In this study, we introduce the hydro-mechanical behavior observed in a fractured granite medium. Rock deformation due to the changes in the hydraulic pressure during the borehole drilling was observed at the 500m stage in the Mizunami Underground Research Laboratory. The obtained data shows an elastic behavior, although the several fractures are observed in the monitoring borehole. We carried out a numerical simulation to evaluate this behavior by the finite element method. The magnitude of the simulated deformation agrees well with the experimental data. From these results, we conclude that the movement of fracture joints is slight, and the subsurface facility is stable to changes in hydraulic response.
The Mizunami Underground Research Laboratory (MIU) was constructed by the Japan Atomic Energy Agency (JAEA) for a multi-disciplinary study of the deep geological environment, providing a scientific basis for the research and development of technologies needed for geological disposal in crystalline rock. Large amounts of geoscientific data in the fields of geology, hydrology, geochemistry, rock mechanics, and others were collected from the ground surface to the deep subsurface before the construction of the MIU for this purpose. Among the many branches of geoscience, the studies concerning rock mechanics have been tackled to assess the safety and stability of deep subsurface facilities. Data on the physical properties of rocks, initial stress and rock deformation have been collected so far.

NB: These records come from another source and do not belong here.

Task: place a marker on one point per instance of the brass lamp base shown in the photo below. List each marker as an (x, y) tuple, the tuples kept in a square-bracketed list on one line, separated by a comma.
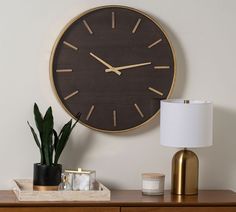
[(184, 173)]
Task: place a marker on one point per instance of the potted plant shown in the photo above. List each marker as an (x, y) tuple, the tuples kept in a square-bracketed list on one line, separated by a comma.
[(47, 173)]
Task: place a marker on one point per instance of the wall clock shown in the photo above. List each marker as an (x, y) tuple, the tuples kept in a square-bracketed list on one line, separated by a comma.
[(113, 64)]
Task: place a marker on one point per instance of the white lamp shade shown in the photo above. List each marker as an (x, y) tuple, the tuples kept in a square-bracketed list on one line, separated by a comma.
[(186, 125)]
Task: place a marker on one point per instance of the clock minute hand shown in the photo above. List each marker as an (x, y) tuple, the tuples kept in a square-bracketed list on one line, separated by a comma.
[(111, 68), (127, 67)]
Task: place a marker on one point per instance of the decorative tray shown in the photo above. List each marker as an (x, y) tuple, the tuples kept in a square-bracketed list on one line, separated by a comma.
[(24, 192)]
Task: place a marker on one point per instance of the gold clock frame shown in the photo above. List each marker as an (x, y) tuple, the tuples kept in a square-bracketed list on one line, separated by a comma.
[(59, 38)]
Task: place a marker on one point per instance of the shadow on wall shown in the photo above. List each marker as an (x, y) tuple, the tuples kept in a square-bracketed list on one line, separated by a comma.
[(76, 149), (218, 162)]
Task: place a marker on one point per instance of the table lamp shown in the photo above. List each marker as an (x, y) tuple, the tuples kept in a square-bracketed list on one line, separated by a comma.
[(185, 124)]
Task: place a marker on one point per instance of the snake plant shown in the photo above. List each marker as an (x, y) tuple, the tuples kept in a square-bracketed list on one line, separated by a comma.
[(49, 142)]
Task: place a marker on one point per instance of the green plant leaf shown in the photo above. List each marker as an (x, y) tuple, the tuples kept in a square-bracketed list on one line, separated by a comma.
[(63, 138), (37, 141), (34, 135), (55, 139), (47, 136), (38, 118)]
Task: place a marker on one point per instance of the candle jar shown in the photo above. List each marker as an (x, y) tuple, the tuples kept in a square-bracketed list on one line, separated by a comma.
[(81, 180), (153, 183)]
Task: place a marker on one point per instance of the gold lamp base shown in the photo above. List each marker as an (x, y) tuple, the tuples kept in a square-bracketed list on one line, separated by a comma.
[(184, 173)]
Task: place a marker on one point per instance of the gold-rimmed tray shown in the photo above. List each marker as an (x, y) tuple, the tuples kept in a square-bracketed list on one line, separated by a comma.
[(23, 189)]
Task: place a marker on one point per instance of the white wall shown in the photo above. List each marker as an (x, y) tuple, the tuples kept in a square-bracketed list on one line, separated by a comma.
[(204, 37)]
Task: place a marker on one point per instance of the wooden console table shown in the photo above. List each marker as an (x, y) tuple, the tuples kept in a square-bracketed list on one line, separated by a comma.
[(130, 201)]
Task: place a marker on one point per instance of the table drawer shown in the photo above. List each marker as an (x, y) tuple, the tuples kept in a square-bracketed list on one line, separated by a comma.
[(178, 209)]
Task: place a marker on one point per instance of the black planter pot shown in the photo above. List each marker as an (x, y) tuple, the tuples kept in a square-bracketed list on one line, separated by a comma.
[(46, 177)]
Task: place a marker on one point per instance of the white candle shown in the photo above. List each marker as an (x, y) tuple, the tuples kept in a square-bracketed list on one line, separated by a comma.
[(153, 183)]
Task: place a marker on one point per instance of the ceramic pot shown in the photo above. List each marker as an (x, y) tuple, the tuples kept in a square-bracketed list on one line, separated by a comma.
[(46, 178)]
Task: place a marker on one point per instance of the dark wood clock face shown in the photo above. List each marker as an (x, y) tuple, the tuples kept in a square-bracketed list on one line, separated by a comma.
[(113, 64)]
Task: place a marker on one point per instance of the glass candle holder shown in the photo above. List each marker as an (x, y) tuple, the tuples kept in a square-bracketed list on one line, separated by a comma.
[(82, 180), (153, 183)]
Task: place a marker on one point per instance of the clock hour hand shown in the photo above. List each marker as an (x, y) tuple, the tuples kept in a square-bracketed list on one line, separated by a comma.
[(127, 67), (111, 68)]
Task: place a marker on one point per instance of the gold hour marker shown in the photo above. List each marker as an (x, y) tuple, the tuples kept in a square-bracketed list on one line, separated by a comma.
[(155, 43), (155, 91), (90, 112), (138, 109), (161, 67), (88, 27), (114, 118), (70, 45), (63, 70), (113, 20), (136, 25), (70, 95)]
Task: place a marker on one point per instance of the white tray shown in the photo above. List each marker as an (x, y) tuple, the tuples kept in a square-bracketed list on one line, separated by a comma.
[(24, 192)]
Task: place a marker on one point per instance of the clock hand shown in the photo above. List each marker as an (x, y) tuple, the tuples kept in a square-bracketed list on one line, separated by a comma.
[(111, 68), (127, 67)]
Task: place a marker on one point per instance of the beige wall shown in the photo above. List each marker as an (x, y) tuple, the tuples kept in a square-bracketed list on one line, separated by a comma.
[(204, 37)]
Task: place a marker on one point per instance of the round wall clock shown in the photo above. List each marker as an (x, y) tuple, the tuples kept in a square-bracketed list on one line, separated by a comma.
[(113, 64)]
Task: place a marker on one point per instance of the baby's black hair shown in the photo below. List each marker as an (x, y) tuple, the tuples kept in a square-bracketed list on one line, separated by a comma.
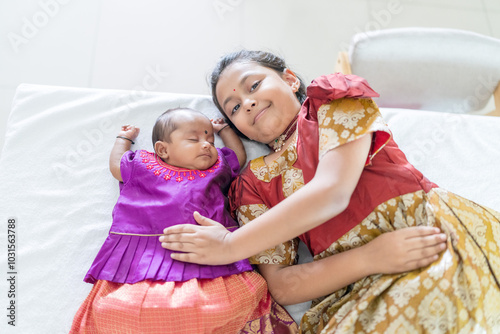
[(166, 124)]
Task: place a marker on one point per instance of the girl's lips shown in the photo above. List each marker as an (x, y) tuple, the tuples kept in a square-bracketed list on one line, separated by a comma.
[(259, 115)]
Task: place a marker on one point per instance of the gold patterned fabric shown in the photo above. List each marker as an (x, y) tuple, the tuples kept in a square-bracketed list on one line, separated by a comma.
[(458, 293)]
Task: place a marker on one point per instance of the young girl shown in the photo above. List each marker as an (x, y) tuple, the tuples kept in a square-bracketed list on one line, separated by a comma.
[(138, 288), (336, 179)]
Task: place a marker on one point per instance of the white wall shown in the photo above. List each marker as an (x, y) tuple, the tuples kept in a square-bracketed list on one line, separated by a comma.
[(118, 44)]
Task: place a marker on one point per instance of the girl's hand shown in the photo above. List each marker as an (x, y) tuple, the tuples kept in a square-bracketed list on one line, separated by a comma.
[(205, 244), (129, 131), (218, 124), (404, 250)]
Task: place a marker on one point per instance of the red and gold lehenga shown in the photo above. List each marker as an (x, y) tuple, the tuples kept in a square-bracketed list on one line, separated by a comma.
[(458, 293)]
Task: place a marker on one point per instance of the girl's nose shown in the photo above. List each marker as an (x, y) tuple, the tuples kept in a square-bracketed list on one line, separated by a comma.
[(249, 105)]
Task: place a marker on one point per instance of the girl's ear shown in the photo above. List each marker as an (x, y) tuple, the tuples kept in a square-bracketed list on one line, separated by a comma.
[(291, 79), (161, 149)]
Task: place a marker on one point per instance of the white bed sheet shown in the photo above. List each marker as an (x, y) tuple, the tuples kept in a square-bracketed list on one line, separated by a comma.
[(54, 181)]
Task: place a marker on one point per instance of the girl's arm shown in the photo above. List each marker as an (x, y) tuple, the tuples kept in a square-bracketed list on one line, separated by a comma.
[(324, 197), (394, 252), (230, 140), (120, 147)]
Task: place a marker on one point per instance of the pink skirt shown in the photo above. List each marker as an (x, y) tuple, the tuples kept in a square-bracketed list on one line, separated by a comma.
[(233, 304)]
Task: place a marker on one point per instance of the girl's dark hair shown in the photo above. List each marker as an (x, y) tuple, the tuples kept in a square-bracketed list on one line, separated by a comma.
[(262, 58)]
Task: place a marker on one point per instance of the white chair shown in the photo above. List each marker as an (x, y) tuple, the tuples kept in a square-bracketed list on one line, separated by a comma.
[(427, 68)]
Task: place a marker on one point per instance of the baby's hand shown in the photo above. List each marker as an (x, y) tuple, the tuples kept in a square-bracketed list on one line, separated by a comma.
[(129, 131), (219, 124)]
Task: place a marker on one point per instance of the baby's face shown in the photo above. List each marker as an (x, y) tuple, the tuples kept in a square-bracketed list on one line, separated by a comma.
[(192, 144)]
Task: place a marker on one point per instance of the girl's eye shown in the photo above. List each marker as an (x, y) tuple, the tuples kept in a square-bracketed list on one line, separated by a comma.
[(235, 109), (254, 86)]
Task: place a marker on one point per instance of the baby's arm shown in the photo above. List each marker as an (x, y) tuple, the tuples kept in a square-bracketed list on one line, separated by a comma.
[(121, 146), (230, 139), (390, 253)]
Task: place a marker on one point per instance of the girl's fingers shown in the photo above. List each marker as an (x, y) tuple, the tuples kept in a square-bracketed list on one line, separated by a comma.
[(427, 241)]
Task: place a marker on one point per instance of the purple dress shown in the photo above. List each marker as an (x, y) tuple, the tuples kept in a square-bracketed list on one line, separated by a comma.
[(153, 196)]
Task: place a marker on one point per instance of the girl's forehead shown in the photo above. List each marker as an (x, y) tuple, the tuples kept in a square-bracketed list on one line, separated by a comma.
[(239, 70)]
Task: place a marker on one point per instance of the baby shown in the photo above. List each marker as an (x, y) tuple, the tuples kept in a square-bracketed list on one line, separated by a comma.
[(137, 286)]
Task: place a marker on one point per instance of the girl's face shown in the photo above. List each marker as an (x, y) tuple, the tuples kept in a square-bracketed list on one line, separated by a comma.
[(191, 145), (260, 102)]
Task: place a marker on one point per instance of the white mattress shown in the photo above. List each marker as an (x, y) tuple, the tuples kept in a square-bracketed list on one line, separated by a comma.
[(55, 183)]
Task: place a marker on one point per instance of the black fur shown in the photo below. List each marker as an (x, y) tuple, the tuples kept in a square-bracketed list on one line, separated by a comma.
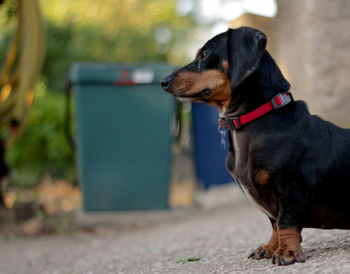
[(307, 159)]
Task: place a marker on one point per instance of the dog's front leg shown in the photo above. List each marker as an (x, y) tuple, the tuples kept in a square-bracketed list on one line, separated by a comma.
[(292, 208), (268, 249)]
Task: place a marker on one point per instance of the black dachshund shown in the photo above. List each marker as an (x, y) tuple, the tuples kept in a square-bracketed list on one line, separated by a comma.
[(294, 166)]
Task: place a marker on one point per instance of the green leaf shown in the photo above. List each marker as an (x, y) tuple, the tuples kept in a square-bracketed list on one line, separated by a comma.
[(188, 258)]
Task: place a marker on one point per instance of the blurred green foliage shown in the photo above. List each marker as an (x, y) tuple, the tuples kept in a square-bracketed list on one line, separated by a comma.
[(123, 31), (42, 148)]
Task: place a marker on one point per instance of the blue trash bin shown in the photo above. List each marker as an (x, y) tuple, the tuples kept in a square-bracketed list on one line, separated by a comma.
[(210, 156)]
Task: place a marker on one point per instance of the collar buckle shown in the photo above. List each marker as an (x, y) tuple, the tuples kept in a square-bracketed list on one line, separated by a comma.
[(280, 100)]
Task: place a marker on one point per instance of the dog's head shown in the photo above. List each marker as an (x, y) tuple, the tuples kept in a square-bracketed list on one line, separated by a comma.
[(220, 65)]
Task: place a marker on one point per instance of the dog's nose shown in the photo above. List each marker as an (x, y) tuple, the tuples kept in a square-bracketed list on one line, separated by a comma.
[(165, 83)]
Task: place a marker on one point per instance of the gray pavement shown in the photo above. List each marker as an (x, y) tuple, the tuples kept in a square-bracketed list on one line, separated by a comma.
[(221, 232)]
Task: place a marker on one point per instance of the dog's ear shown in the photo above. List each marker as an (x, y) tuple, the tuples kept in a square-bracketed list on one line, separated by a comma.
[(244, 49)]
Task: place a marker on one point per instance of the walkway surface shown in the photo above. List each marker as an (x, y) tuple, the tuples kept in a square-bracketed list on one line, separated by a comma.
[(221, 233)]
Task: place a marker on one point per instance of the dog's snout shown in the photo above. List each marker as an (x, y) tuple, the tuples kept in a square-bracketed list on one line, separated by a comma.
[(166, 82)]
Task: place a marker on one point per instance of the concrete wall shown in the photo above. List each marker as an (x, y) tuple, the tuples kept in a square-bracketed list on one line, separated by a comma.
[(310, 41)]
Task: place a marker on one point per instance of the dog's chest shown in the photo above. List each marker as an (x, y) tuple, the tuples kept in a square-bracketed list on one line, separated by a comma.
[(263, 199)]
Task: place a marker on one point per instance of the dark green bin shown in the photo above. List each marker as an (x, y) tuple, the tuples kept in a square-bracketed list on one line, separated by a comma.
[(124, 135)]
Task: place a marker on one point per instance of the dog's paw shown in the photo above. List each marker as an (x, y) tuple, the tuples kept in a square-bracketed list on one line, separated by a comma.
[(262, 252), (288, 255)]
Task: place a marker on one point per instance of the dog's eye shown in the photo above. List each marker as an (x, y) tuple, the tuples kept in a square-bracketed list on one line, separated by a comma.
[(203, 55)]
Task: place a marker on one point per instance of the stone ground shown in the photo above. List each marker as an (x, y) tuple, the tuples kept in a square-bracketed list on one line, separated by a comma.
[(221, 232)]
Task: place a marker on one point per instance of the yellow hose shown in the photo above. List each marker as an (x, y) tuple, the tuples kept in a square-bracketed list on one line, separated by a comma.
[(17, 79)]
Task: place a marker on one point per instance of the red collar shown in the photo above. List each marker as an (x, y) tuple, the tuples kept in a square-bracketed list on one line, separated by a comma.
[(233, 123)]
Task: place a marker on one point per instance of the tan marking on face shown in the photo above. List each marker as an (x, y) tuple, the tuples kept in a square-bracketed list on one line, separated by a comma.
[(198, 51), (190, 83), (225, 65), (261, 176)]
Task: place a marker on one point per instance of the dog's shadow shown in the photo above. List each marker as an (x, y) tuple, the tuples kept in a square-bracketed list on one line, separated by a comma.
[(324, 244)]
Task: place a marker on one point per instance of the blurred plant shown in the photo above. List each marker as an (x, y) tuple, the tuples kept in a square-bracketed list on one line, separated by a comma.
[(124, 31), (42, 148)]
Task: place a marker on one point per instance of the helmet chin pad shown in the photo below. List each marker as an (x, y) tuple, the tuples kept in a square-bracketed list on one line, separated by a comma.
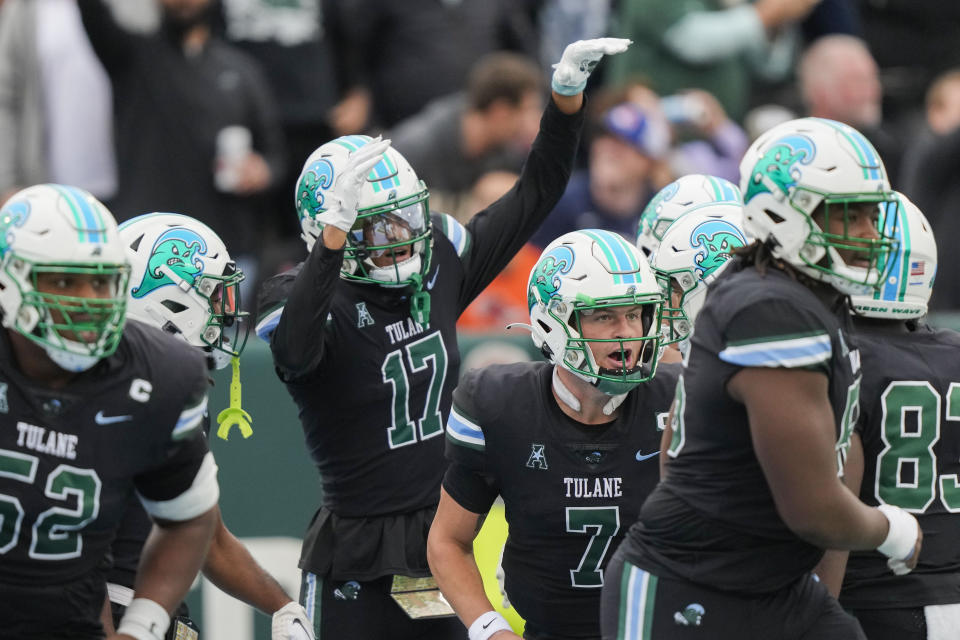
[(70, 361)]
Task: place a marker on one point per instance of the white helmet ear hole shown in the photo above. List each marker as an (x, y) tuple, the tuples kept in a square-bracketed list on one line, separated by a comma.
[(775, 217)]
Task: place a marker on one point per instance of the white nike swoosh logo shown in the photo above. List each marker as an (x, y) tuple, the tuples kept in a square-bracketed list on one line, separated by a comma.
[(433, 279), (102, 419)]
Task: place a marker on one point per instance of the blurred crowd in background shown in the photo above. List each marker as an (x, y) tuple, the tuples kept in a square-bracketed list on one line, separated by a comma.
[(209, 107)]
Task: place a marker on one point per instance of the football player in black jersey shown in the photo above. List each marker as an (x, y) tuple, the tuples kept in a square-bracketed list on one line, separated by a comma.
[(570, 445), (92, 411), (184, 282), (752, 492), (905, 451), (363, 333)]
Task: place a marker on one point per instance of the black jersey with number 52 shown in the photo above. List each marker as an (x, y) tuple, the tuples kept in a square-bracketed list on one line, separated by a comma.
[(715, 497)]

A high groundwater pressure is one of the characteristics of the geological environment in the deep underground facilities. During the construction and operation of an underground facility, the water pressure changes due to the drift excavation, borehole investigation, and drift-closure processes. These changes in groundwater pressure affect the rock's stress distribution, so rock deformation also changes during the construction and operation due to the changes in water pressure in addition to the stress redistribution due to the excavation. Therefore, the understanding of the coupled hydro-mechanical process is also important to asses the safety and stability of subsurface facilities. However, the available in-situ data about such hydro-mechanical behavior is scare. In this study, we introduce the in-situ hydromechanical response observed at the MIU site.